Like other diseases, malaria takes advantage of natural and human disasters. Pakistan may be the latest example. UN Radio reports that, “Cases of suspected malaria are increasing in the flood-affected provinces of Sindh and Balochistan in Pakistan, according to the World Health Organization (WHO). The agency says malaria is adding to the already increasing trends of water and vector-borne diseases, especially in Sindh and Punjab provinces.”
While WHO is providing treatment kits with artemisinin-based combination therapy (ACT) medicines, a bigger challenge may be destruction of infrastructure, including health services. Jhpiego explains that, “In 2005, northern Pakistan was struck by a massive earthquake, destroying 80% of the structures in that region and reducing the quality of, and access to, primary health care services.” Similar problems are expected because of the floods.
After the 2005 quake, USAID funded Primary Healthcare Revitalization, Integration and Decentralization in Earthquake-affected areasÂ or the PRIDE Project for 2006-10, which involved improving primary health care services at 94 health care facilities.

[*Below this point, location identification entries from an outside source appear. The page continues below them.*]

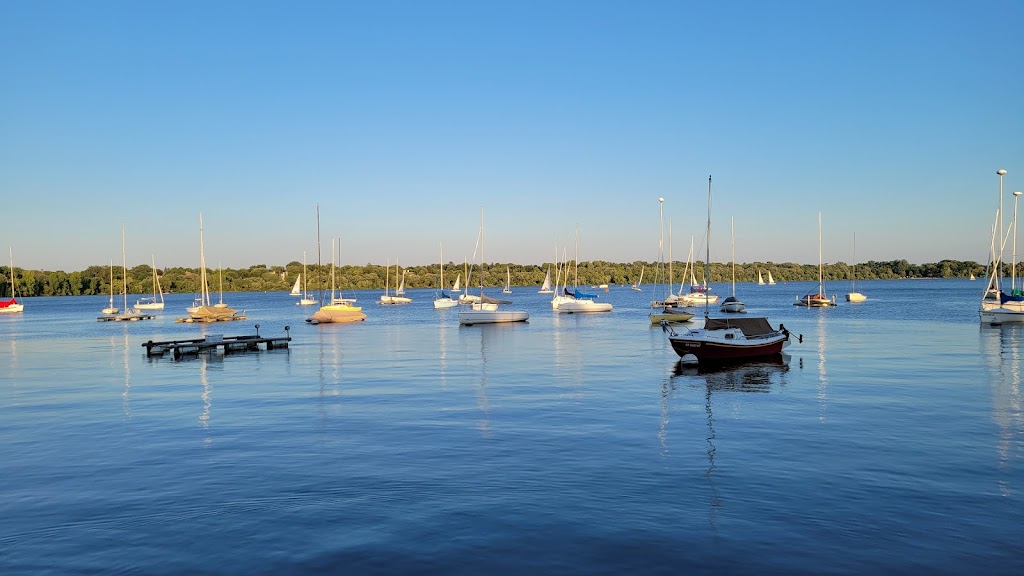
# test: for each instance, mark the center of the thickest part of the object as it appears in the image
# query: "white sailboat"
(819, 299)
(157, 300)
(670, 312)
(386, 297)
(853, 295)
(732, 303)
(341, 310)
(306, 299)
(578, 301)
(997, 306)
(11, 305)
(205, 312)
(443, 300)
(485, 311)
(546, 287)
(220, 278)
(128, 314)
(111, 309)
(636, 286)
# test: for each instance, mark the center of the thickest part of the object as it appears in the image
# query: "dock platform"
(179, 348)
(125, 318)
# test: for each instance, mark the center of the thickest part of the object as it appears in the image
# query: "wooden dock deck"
(125, 317)
(179, 348)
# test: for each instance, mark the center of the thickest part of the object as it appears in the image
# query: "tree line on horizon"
(260, 278)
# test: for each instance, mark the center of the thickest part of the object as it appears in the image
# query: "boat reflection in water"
(716, 379)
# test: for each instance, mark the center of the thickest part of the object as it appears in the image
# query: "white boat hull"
(395, 300)
(855, 297)
(582, 306)
(488, 314)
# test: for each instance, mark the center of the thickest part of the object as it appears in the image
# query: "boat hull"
(337, 315)
(489, 316)
(1001, 316)
(671, 316)
(855, 297)
(583, 306)
(713, 350)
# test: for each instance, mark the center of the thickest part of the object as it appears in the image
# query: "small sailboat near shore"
(818, 299)
(341, 310)
(11, 305)
(727, 339)
(111, 309)
(206, 312)
(157, 300)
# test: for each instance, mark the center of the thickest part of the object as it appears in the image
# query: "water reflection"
(822, 375)
(1001, 344)
(756, 377)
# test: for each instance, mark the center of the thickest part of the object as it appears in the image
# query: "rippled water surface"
(889, 441)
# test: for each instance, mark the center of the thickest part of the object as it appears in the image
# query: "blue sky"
(402, 119)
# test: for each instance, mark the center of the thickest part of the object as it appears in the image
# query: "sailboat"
(306, 299)
(220, 278)
(997, 306)
(579, 301)
(854, 295)
(157, 300)
(699, 292)
(546, 287)
(205, 312)
(111, 309)
(485, 311)
(11, 305)
(636, 286)
(443, 300)
(670, 311)
(386, 297)
(732, 303)
(726, 339)
(819, 299)
(400, 290)
(341, 310)
(128, 314)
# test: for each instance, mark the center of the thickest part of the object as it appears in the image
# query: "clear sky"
(402, 119)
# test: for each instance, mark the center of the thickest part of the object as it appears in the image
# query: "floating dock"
(190, 320)
(212, 342)
(125, 318)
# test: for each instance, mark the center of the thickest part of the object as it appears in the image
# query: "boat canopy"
(749, 326)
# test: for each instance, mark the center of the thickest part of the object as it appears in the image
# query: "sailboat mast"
(320, 262)
(732, 240)
(821, 289)
(204, 289)
(124, 266)
(708, 248)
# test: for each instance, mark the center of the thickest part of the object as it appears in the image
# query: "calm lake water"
(891, 441)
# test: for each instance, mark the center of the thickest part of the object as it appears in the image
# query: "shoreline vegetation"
(260, 278)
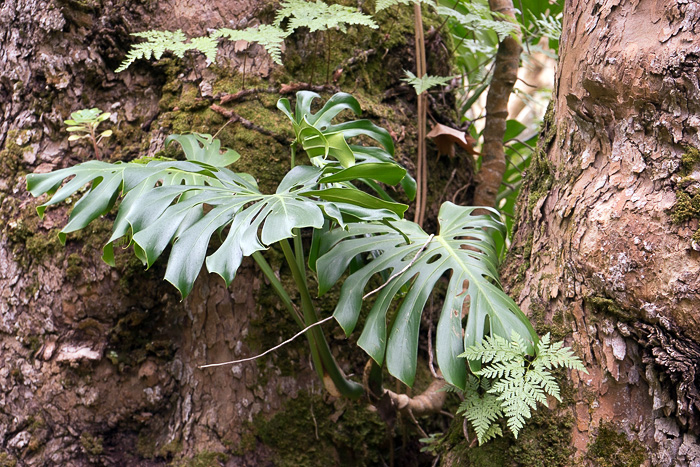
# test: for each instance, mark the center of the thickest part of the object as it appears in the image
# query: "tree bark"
(99, 365)
(597, 256)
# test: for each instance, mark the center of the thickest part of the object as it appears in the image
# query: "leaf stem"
(278, 287)
(331, 375)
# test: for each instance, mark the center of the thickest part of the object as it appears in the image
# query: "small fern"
(511, 382)
(159, 42)
(318, 16)
(480, 19)
(426, 82)
(269, 36)
(384, 4)
(482, 409)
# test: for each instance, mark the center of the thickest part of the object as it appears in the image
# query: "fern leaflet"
(269, 36)
(384, 4)
(426, 82)
(159, 42)
(511, 383)
(318, 16)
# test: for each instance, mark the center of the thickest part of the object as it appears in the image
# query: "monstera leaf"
(185, 203)
(319, 138)
(316, 134)
(465, 248)
(203, 155)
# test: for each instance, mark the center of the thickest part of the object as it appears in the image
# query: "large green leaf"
(316, 134)
(204, 148)
(465, 248)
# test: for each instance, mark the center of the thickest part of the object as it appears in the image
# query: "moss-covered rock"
(612, 448)
(545, 441)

Pakistan experiences both P. falciparum and P. vivax malaria. The Demographic and Health Survey reports that the transmission pattern is a combination of stable and unstable malaria with low to moderate endemicity, with epidemic breakouts in Punjab and Sindh provinces. “The disease is now emerging as a prominent health problem in Balochistan and the Federally Administered Tribal Areas (FATA).” That 2006-07 DHS showed very low utilization of insecticide-treated bednets and low uptake of malaria medicines by children and pregnant women.
Pakistan has received three rounds of malaria grants from the Global Fund. A combination of Global Fund and government support was trying to address the 30 most highly endemic districts in the country. Although the latest grant performance report gave Pakistan an ‘A2’ grade, other news reports paint a different picture.
According to IRIN, “Pakistan’s Roll Back Malaria (RBM) strategy is lagging far behind the international goal of reducing the disease worldwide by 50 percent by 2010, mainly because of a lack of skilled staff and a shortage of funding.” A health official explained that “existing surveillance system is the major challenge at the moment, since we do not have accurate data.” This information pre-dated the flooding, and consequently the health system is in even less of a position to respond to malaria challenges now.
Pakistan needs appropriate emergency response to a potential malaria epidemic, but eyes should also be focused on the longer term need for reconstruction and strengthening of the health system. Otherwise malaria cannot be eliminated.